Ou comment découvrir que le barbouillage ça s'apprend.


Donc voilà l'histoire : j'en avais marre de Paris, marre des dossiers de masters, marre des immeubles et de la pollution. C'était l'overdose d'urbain. Alors j'ai pris mes clics et mes clacs et je suis allé me réfugier chez mes grands-parents, dans le sud de la France. Cure de soleil, de bleu, de douceur et de respiration. Le mercredi, ma grand-mère m'a proposé de l'accompagner à son cours de dessin/peinture. J'ai dit oui tout en me rappelant que je savais vaguement dessiner et pas la moindre idée de comment on se dépatouille avec de la peinture qu'elle soit à l'acrylique, l'huile ou à je ne sais quoi. M'enfin, il faut bien commencer un jour non ?

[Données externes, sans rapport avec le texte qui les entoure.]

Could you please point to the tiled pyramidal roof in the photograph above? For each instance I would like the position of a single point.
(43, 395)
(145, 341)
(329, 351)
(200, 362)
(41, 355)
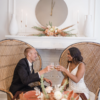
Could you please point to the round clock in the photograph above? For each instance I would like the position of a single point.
(54, 11)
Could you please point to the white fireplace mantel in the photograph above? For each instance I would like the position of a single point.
(45, 42)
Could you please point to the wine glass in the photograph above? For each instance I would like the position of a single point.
(52, 64)
(56, 65)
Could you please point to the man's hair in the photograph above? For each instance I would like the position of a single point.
(27, 50)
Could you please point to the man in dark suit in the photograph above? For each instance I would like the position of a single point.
(24, 73)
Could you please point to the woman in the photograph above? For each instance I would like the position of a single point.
(75, 72)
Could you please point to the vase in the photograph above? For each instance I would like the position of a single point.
(88, 29)
(13, 28)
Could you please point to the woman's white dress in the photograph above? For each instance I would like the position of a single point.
(79, 87)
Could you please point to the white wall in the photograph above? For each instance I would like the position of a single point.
(29, 6)
(3, 19)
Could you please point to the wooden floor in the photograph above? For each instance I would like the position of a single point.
(3, 96)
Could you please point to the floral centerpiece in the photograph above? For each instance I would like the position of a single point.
(50, 30)
(57, 93)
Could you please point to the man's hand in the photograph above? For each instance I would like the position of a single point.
(48, 81)
(46, 70)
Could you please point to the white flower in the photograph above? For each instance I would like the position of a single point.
(58, 95)
(40, 96)
(56, 27)
(55, 31)
(63, 99)
(51, 29)
(48, 89)
(48, 26)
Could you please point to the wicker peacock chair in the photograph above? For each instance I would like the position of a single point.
(91, 56)
(11, 51)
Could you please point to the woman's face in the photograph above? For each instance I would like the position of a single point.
(70, 58)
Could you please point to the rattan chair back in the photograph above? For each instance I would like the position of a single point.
(91, 57)
(11, 51)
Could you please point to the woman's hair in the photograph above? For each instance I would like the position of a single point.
(76, 54)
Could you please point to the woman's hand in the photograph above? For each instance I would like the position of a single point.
(61, 68)
(48, 81)
(46, 70)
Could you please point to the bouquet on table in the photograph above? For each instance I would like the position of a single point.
(50, 30)
(57, 93)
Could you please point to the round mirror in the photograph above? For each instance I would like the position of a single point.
(54, 11)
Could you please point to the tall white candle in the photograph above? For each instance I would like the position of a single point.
(78, 16)
(89, 6)
(13, 6)
(22, 15)
(26, 20)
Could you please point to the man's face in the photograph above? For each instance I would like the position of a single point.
(33, 55)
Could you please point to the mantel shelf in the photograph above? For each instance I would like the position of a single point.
(50, 42)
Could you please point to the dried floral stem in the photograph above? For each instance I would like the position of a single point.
(67, 27)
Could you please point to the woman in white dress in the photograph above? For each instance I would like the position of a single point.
(75, 72)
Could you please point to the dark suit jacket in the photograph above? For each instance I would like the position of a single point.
(22, 76)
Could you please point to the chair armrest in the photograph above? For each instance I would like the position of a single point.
(8, 92)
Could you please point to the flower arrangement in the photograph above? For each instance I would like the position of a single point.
(50, 30)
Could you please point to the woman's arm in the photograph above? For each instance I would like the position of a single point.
(76, 78)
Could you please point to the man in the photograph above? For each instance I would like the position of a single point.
(24, 73)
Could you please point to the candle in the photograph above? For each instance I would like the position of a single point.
(26, 20)
(78, 16)
(22, 15)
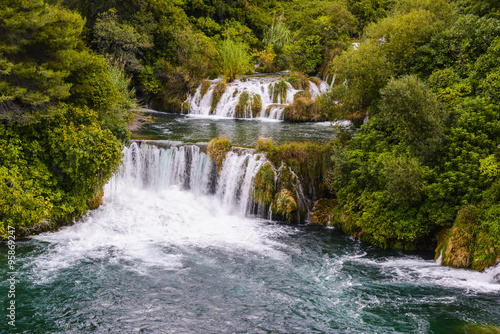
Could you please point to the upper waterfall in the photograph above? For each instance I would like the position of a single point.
(259, 97)
(187, 167)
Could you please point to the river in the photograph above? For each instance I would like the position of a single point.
(172, 250)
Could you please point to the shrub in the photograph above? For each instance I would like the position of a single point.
(217, 149)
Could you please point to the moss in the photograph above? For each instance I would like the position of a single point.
(264, 144)
(323, 211)
(357, 118)
(295, 82)
(264, 185)
(96, 201)
(303, 109)
(310, 161)
(457, 246)
(302, 94)
(485, 253)
(241, 106)
(315, 80)
(217, 149)
(299, 80)
(205, 85)
(285, 204)
(278, 92)
(219, 90)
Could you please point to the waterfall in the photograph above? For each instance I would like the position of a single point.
(236, 101)
(187, 167)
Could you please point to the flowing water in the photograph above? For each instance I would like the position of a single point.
(200, 129)
(177, 247)
(272, 103)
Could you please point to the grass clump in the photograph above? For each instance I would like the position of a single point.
(264, 185)
(205, 85)
(278, 91)
(241, 106)
(219, 90)
(217, 149)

Et c'est parti. Elle me sort tout un tas de magazines et me dit "choisie toi un modèle". J'ai feuilleté, pas trop trop sûre de moi et puis je suis tombée sur cette jolie peinture à l'acrylique d'Isabelle Munné. Et.. Bon. Quitte à pas savoir ce que je faisais, je me suis dit que je pouvais bien me pencher sur un truc infaisable. On sort la mallette d'acrylique, du papier, des pinceaux. Oui oui il y a tout ça et plus chez ma grand-mère qui dispose de son propre atelier, rien que ça ! La maison est tapissés de ses toiles et de ses poteries et chaque fois que j'y vais, il y a toujours de nouvelles oeuvres pour m'accueillir (et me faire me sentir toute petite). Enfin bref, on y va. Cours de deux heures. On est 5 ou 6 et tout le monde fait quelque chose de différent, à un niveau différent. C'est très intéressant toutes ces personnes qui ne se ressemblent pas mais qui osent essayer. Moi j'ai ouvert mon magasine, consciente que la première étape c'est encore celle que je maîtrise le mieux : dessiner ce que je vais peindre. Je trace des yeux, une bouche... La prof passe et me fait tout effacer. C'est que moi et les proportions on est pas très copines. Mais bon allez, c'est reparti pour un tour. Deux heures passent en un éclair, je n'ais même pas terminé mon dessin. Mais ce n'est pas trop mal. Surtout que je me suis bien gardée de tracer les ombres. J'ai horreur des ombres. Moi et elles on se captent pas et je ne sais jamais comment les faire apparaître sans défigurer ce que j'ai tracé. Bref, maligne, ou plutôt pas franchement téméraire, j'ai réservé le tout pour plus tard.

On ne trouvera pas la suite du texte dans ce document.